I am sure some people will chafe at that, as we have heard ad infinitum from people who get offended if they feel like they weren't someone's tip-top first choice, but ideally if you are dating more than one person at once, it is because you actually LIKE them in some way, anyway, and not just passing time or doing it for ego purposes. When I dated, I dated because I wanted to spend time and enjoy companionship with men I liked and genuinely enjoyed being around, each on his own merits or I wouldn't have bothered with them at all.

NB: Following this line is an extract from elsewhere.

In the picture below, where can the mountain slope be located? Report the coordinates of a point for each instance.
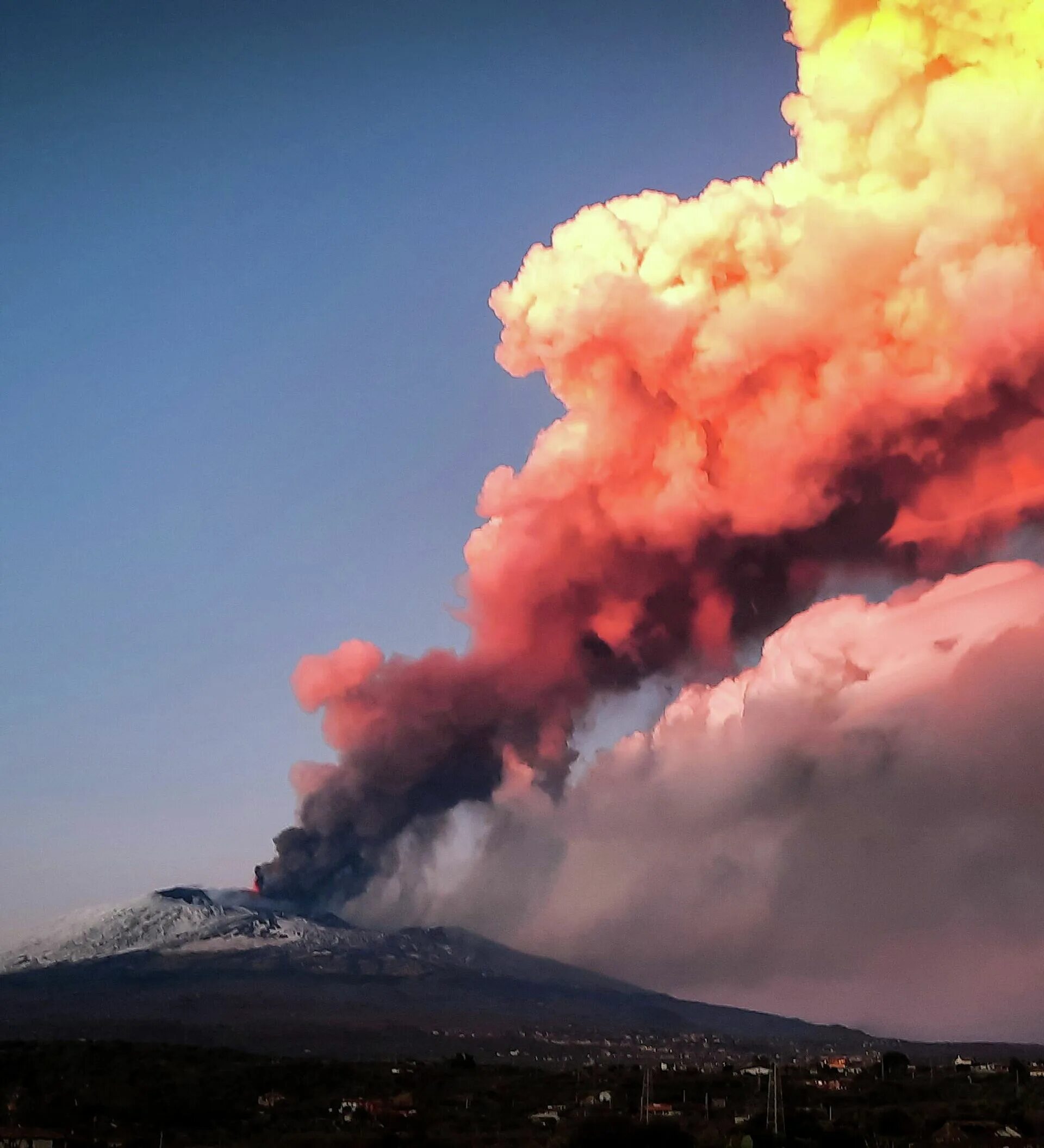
(202, 967)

Regarding dating more than one person at a time, I think it is rare that "multidating" goes on for very long if someone is hoping to eventually have a serious relationship. Maybe a handful of dates and then either someone stands out, very clearly, from all the rest because you like them just that much or you are having that much "click" with them, or you realize there isn't much there for the deeper connection you are hoping for and things fizzle out.
The danger in dating one person at a time is that after a certain amount of time, you may feel like, "Well, I've already put time and effort into this person, so might as well try to make it work" when there are a few signs that the person is not right for you. That is a common theme on this forum from what I see.
Were I to date now, I still would not want to put all of my eggs in one basket and then have to start from scratch over and over in a linear fashion so that it takes a year to figure out four men I could have figured out in three months if I dated them all at the same time.
Also, I will say the things that should not be said. One more advantage to multidating is that it is not nearly as disappointing if someone turns out not to be "all that," nor is it nearly as discouraging if someone breaks it off with you. It is much easier to let go of someone if you are not sitting home getting into your own head and convincing yourself that nobody wants you or you'll never find someone just because it didn't work out with this one person you put all of your time and energy into right from the start. It's hard to feel sorry for yourself like you will be "forever alone" when you have evidence to the contrary from others.
I am sure some people will chafe at that, as we have heard ad infinitum from people who get offended if they feel like they weren't someone's tip-top first choice, but ideally if you are dating more than one person at once, it is because you actually LIKE them in some way, anyway, and not just passing time or doing it for ego purposes. When I dated, I dated because I wanted to spend time and enjoy companionship with men I liked and genuinely enjoyed being around, each on his own merits or I wouldn't have bothered with them at all.
I agree with all of this 100%. When I jumped back into the dating pool this spring, this was my goal/intention; to “roster date”. My friends and family are able to build a roster of 3-5 (or more) with ease. Now I’ve been clear on this forum about my struggles, and that I can’t attract and keep *one* man, much less a roster. But that was my goal for the reasons you delineated. I have a history of latching onto one man and absolutely imploding when it didn’t work out; I figured having options would eliminate this devastation (it does for my friends, they say they take one off the back burner and put him on the front burner). I figured it would give me a chance to see what’s out there, have fun and enjoy myself. And I wouldn’t be acting out of a place of scarcity or lack, but abundance.